Congratulations on the film. What a wild ride you took me on when I was watching that movie, so much fun. I think that the greatness of a director is versatility, and you absolutely show that here, unlike anything from your previous filmography. So what is it about this genre and this world that you wanted to play with?
Tate Taylor: It’s always about the story first. And if you had told me I would have done a movie in this genre – in what the genre is specifically defined as – I would have said no. But when I saw this character of Ma and the sense of nostalgia rushed into my own life of sitting outside of a liquor store every weekend as a kid, we all did, getting someone to buy liquor for us or beer. Bud Light 18-pack in my case. What would happen if we got the wrong one?
And it was just – and then that made me think, “Well, I want to know why they’re acting like this.” And so then I said, “I’ve not seen this before.” Also, you have so much sympathy for Ma that it’s almost hard to root against her. But at the same time it’s like you’ve got to.
Tate Taylor: Thank you. That was the intention. That’s why Octavia played it and why I created the whole need of a backstory. I think that when people come to a movie like this, with escapism on the brain and just wanting to have a blast, their guard is lowered about having something hit them in the gut. And that’s why I think it’s the perfect genre to dip into some themes that you otherwise wouldn’t go to a movie if you knew that they were there.
Right. Because most horror movies you’re either dealing with a monster or a ghost. This isn’t that; this is more something that could actually happen. What is it that you wanted audiences to see in that?
Tate Taylor: You know, I’m not a political movement type of guy, but we are in several movements right now. And I think it’s hitting at a perfect time of being a cautionary tale of what happens when you aren’t kind to people, when you do things to people while their brain is still developing. It can have horrible consequences, and I think the knowledge of that makes you – not root for Ma but understand it. And I think knowledge of humanity and the cause and effect of how we treat people is… Things can go wrong.
Right. And you know Blumhouse is changing the game when it comes to being a production studio. I have to know, are you in talks to work on any other projects?

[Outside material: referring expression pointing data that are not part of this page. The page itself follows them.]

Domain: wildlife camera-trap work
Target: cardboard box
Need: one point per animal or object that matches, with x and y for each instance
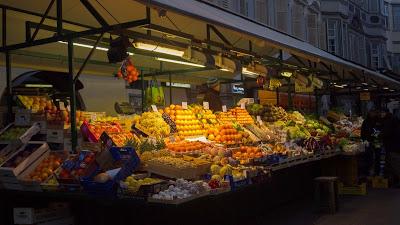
(7, 173)
(40, 216)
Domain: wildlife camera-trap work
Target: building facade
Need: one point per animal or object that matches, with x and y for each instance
(366, 32)
(393, 34)
(299, 18)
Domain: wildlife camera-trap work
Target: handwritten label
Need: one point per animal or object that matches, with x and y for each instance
(206, 105)
(154, 107)
(62, 106)
(23, 118)
(259, 120)
(184, 105)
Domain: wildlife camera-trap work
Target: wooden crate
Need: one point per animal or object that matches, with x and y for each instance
(353, 190)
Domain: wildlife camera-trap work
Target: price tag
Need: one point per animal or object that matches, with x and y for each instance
(184, 105)
(23, 118)
(172, 138)
(206, 105)
(62, 106)
(154, 107)
(93, 117)
(259, 120)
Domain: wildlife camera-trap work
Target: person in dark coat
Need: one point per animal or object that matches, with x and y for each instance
(212, 94)
(370, 130)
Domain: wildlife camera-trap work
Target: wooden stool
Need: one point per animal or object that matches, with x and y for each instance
(327, 200)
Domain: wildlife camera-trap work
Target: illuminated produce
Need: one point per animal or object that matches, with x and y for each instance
(36, 103)
(242, 116)
(13, 133)
(46, 168)
(153, 124)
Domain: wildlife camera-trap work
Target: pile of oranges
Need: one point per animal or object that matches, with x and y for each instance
(185, 146)
(226, 134)
(246, 153)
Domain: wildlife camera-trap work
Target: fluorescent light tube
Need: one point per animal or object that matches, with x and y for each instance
(180, 62)
(159, 49)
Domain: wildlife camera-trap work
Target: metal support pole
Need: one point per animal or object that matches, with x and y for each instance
(9, 88)
(74, 138)
(59, 17)
(170, 88)
(46, 13)
(8, 67)
(142, 80)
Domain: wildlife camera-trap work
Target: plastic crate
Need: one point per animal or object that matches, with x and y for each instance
(380, 182)
(353, 190)
(130, 161)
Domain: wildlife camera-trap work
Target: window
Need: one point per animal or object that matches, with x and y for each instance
(363, 16)
(374, 5)
(244, 7)
(375, 55)
(261, 11)
(282, 9)
(332, 36)
(298, 23)
(396, 17)
(312, 28)
(351, 8)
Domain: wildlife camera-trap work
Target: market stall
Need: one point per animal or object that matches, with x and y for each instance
(182, 153)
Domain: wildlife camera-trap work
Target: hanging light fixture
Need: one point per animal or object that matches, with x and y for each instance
(158, 48)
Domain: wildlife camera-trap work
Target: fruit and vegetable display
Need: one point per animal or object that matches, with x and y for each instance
(46, 168)
(36, 103)
(272, 113)
(12, 133)
(242, 116)
(181, 189)
(185, 146)
(152, 124)
(120, 139)
(186, 153)
(21, 155)
(97, 128)
(76, 167)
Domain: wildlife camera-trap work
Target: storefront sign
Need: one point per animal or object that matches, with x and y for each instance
(23, 117)
(206, 105)
(365, 96)
(300, 88)
(154, 108)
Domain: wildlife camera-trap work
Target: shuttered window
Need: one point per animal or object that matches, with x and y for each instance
(282, 9)
(261, 11)
(312, 29)
(298, 23)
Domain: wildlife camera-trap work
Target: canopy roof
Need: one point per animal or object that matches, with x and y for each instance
(184, 25)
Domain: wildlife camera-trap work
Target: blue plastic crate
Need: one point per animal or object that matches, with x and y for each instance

And is Ma dead, for maybe a Ma 2?
Tate Taylor: You’d have to ask Ma. It was too hot in that house for me, I had to get out of there.
I don’t know. Me personally, yeah, I don’t think we’ve seen the last of her.
Tate Taylor: I wish I knew.
Last question I have for you is: everyone’s talked about how collaborative you are, especially with them almost informing their own characters. Talk to me about that process a little bit. Because Octavia and all the kids, they –
Tate Taylor: That’s their job as an actor. No, I came out here as an actor. I studied and came up through the Groundlings program, improv. And improv is “Yes, and…?” And you work with your team and make it the best it can be. So that’s how I direct; I’m an actor’s director and the one thing that can make your show go wrong is to tell an actor no. If there’s a bad idea, it will usually reveal itself. And people will realize it, and then you’ve had no drama.